Lordy. It’s The Quiet American for the digital age.
Judge Fang will go Confucius on his ass.
Posted by: Fellow Traveller | September 09, 2010 at 02:46 PM
Actually even without that I'd be very wary of it. There don't seem to be any serious security guys involved.
My guess is that its secret as there are some servers it relies upon that they're trying to keep obscure (so that it doesn't get blocked).
Posted by: Cian | September 09, 2010 at 08:54 PM
This just looks like a disaster waiting to happen. One of the really bad signs is that there isn't even any hint as to what general approach is used, let alone published code.

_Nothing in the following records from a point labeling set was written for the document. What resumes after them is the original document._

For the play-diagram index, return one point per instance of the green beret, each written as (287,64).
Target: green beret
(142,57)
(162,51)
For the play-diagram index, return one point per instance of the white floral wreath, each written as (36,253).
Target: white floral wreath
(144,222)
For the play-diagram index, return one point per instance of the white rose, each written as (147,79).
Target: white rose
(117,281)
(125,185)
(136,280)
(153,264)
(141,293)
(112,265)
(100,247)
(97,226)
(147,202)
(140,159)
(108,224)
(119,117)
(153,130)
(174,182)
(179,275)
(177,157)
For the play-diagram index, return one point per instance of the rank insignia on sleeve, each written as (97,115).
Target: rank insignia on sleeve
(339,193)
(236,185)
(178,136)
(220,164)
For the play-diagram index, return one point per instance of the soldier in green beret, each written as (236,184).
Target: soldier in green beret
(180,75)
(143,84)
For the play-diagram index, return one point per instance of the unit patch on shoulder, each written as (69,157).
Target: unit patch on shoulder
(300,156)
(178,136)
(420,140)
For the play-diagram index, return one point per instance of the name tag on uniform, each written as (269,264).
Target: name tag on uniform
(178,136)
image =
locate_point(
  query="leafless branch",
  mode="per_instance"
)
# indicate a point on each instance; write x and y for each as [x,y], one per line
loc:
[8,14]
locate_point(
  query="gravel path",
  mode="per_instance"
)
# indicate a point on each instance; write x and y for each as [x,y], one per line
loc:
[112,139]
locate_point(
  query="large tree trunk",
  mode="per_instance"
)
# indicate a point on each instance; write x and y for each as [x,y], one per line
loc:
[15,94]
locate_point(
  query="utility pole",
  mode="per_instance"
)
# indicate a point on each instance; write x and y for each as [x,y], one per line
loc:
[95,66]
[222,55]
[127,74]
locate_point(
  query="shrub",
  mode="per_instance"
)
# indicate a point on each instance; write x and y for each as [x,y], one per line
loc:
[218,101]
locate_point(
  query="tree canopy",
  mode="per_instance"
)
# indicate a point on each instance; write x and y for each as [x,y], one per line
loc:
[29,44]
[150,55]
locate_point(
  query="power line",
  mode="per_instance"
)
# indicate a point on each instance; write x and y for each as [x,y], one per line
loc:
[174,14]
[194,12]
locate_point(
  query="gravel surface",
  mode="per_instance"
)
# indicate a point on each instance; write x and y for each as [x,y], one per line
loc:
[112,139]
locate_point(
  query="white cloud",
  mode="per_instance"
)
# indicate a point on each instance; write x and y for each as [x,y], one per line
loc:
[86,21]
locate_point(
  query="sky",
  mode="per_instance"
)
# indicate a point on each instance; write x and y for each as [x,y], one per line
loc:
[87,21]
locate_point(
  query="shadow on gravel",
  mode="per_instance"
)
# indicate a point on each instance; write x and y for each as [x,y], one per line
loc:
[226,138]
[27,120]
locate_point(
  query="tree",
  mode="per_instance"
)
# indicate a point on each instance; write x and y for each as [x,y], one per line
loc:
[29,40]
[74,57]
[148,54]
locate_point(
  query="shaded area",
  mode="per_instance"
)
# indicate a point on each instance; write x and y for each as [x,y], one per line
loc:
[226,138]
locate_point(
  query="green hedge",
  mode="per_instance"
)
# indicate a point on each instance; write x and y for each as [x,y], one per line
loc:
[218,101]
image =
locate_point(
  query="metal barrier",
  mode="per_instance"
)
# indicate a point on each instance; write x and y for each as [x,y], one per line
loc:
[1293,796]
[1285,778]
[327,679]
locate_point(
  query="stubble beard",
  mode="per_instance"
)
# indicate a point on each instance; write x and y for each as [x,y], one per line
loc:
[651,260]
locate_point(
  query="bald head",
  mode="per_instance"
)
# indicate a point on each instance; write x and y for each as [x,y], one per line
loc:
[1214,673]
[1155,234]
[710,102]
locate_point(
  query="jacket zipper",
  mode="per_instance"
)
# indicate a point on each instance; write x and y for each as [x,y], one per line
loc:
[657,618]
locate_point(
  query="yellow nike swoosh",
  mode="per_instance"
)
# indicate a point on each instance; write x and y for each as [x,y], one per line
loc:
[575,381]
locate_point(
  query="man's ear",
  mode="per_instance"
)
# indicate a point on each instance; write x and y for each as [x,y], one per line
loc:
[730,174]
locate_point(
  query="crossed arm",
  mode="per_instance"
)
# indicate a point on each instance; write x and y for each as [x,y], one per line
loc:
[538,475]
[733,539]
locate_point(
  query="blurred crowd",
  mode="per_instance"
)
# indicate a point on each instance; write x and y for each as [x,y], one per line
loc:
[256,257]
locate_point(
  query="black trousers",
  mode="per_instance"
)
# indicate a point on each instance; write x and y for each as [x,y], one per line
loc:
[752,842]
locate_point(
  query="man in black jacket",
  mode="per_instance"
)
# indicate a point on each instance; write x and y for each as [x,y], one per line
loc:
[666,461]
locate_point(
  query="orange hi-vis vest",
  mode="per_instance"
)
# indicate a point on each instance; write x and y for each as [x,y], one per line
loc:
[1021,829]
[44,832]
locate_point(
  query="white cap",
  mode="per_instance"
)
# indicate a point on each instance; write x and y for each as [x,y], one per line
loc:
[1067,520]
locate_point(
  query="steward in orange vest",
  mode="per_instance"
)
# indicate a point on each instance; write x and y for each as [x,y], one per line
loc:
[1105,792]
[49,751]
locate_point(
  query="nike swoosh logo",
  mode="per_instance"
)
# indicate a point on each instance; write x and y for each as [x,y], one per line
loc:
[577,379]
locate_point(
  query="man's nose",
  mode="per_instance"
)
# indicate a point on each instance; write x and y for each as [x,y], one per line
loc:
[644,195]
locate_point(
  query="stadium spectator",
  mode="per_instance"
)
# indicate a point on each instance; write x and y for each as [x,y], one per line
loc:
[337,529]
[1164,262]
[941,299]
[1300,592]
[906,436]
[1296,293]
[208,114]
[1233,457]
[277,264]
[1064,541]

Also, what's the point? There are good open source solutions for a lot of this stuff - TOR, Hamachi (even if the squatting in the 1/8 netblock is lame), OpenVPN, even just SSH. Perhaps the point is to package the software and some hints about which peers outside Iran to use in an easy wrapper. In which case, why not say so?
Further, this whole secret distribution thing sounds really daft. The whole point of most modern crypto technology is that you can post up the code everywhere and stick your public key on the walls and it works. This avoids having to to do anything obviously weird and suspicious.
And, of course, it shouldn't be dependent on how this particular surveillance box supposedly works. It's like Chuckleheads Do GCHQ.
Posted by: Alex | September 10, 2010 at 12:16 AM
Update from Morozov:
http://neteffect.foreignpolicy.com/posts/2010/09/09/one_week_inside_the_haystack
Heap's response to the original article is sort of worth reading, if only to underline their amateurishness.